A whole set of problems you truly NEVER needed. I am SO sorry you are losing respite. I know it has been a lifesaver for you for a long long time. Is it time for a medication tweak, or just the stress of school starting?

I wonder what the other child did - there is almost ALWAYS something.

What, if anything, is difficult child saying about it?

Lots of hugs and support for however you need to handle this!!
 

Wiped Out

Well-Known Member
Staff member
Beth-Thanks for the good thoughts~

ML-What a sweetie-if we lived closer we could take turns giving each other respite.

Mary-He hasn't said why yet.

Susie-I don't think they will call the police this time. I'm not sure if the skin broke as they didn't say. He went to the SAR (student area recovery) where he processed what happened and then they were going to process it at the alternative school Friday afternoon. I don't know about the medication tweak-we are still working on getting the right dose of the Clozapine. It could just be the start of school.

We will try to do a bit more digging today into as why difficult child did stab the other child.
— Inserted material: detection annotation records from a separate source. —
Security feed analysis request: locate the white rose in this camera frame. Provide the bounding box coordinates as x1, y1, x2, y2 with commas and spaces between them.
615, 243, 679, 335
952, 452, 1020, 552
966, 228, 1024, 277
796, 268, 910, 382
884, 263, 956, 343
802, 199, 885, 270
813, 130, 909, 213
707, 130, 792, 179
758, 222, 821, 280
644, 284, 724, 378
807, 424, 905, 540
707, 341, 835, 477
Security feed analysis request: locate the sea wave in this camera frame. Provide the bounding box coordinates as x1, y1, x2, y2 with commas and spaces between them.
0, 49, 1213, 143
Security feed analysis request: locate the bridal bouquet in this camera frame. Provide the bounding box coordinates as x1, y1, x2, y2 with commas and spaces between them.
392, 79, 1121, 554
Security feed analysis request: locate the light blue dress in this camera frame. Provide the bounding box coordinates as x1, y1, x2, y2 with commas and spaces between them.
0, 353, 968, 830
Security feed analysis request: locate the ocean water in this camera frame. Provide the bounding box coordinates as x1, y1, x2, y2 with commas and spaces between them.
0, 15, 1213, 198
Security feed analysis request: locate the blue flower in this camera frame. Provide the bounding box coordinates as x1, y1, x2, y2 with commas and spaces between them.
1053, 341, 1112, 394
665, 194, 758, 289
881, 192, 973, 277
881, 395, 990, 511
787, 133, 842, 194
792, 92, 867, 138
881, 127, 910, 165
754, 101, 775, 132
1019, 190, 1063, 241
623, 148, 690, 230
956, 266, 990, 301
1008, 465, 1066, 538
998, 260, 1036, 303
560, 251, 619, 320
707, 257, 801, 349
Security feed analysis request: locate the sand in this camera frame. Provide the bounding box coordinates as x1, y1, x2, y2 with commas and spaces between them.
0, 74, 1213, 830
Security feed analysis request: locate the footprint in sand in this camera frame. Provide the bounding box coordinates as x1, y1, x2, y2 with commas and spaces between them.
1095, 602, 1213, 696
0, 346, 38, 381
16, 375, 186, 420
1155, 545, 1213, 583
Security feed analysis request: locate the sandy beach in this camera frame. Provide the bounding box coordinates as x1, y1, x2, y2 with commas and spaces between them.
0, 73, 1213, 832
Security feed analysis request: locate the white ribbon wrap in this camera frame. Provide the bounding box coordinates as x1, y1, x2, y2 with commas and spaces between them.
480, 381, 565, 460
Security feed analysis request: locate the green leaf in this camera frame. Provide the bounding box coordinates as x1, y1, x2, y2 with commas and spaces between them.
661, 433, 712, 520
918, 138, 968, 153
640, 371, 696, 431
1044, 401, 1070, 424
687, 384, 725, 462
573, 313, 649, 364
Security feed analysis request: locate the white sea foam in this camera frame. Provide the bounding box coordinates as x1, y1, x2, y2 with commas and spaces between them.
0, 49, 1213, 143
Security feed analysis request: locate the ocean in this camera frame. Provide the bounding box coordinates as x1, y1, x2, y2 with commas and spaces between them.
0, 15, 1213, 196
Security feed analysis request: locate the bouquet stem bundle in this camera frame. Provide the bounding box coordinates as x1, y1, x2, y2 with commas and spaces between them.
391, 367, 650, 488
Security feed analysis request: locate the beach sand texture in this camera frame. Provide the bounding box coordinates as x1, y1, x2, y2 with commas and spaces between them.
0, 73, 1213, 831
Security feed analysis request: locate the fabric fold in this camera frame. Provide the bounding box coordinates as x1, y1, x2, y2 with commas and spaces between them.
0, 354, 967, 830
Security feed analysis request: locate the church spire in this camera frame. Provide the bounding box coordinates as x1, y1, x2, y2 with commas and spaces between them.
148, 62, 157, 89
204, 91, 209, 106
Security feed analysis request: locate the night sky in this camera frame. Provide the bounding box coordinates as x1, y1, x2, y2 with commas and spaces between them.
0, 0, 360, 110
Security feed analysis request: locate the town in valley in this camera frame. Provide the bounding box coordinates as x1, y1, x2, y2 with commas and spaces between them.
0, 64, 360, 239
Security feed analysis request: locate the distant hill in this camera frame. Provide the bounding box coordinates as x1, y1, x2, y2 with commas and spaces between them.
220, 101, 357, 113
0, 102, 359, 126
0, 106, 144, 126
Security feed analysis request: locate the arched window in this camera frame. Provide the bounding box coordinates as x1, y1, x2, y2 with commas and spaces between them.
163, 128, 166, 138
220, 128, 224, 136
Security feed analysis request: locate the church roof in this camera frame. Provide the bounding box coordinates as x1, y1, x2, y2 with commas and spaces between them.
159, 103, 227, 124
If we try and talk about it too soon he won't say anything and then we dropped him off at respite Friday and picked him up yesterday late afternoon and he was totally exhausted that we thought we would wait until today.
 

timer lady

Queen of Hearts
Sharon, I'm so sorry to hear about the respite funding. If I had the $$$ I'd pay for more the one respite a month.

Is it possible that difficult child needs to be full time in ALC ~ seriously, does the SD want this level of aggression in mainstream? It's a liability issue for the SD (& you) & sets your difficult child up to fail in that setting. He's not there yet - doesn't have the needed impulse controls to maintain. Sometimes I think it's cruel to put some of our difficult children with their serious diagnosis's/issues/disorders in a setting where they cannot compete with their peers; in fact, likely get teased or are very lonely. I'll hop off the soap box now.

I hope difficult child evens out for a bit & your school year can continue with-o too much disruption.
 

totoro

Mom? What's a difficult child?
I am sorry as well.
Sounds like a lot of stress over all.
Respite... to bad more of us didn't live closer. We could switch off and on and maybe even all go out! LOL
It would beat my In-laws taking the girls for a couple of hours once in awhile. Not worth it most of the time.

Well I hope the School figures out what triggered him and how to help him decompress before he escalates next time. I love when the school does that, nothing happened or she was fine... and then she just freaked out???
 

Wiped Out

Well-Known Member
Staff member
Linda-I agree that perhaps an ALC all day would be a good idea. However, in our district, there isn't one. Hopefully things will calm down some.

Totoro-Wouldn't it be great if we could provide one another with respite?

husband talked to difficult child some but difficult child wasn't able to say why he did the stabbing with the pencil.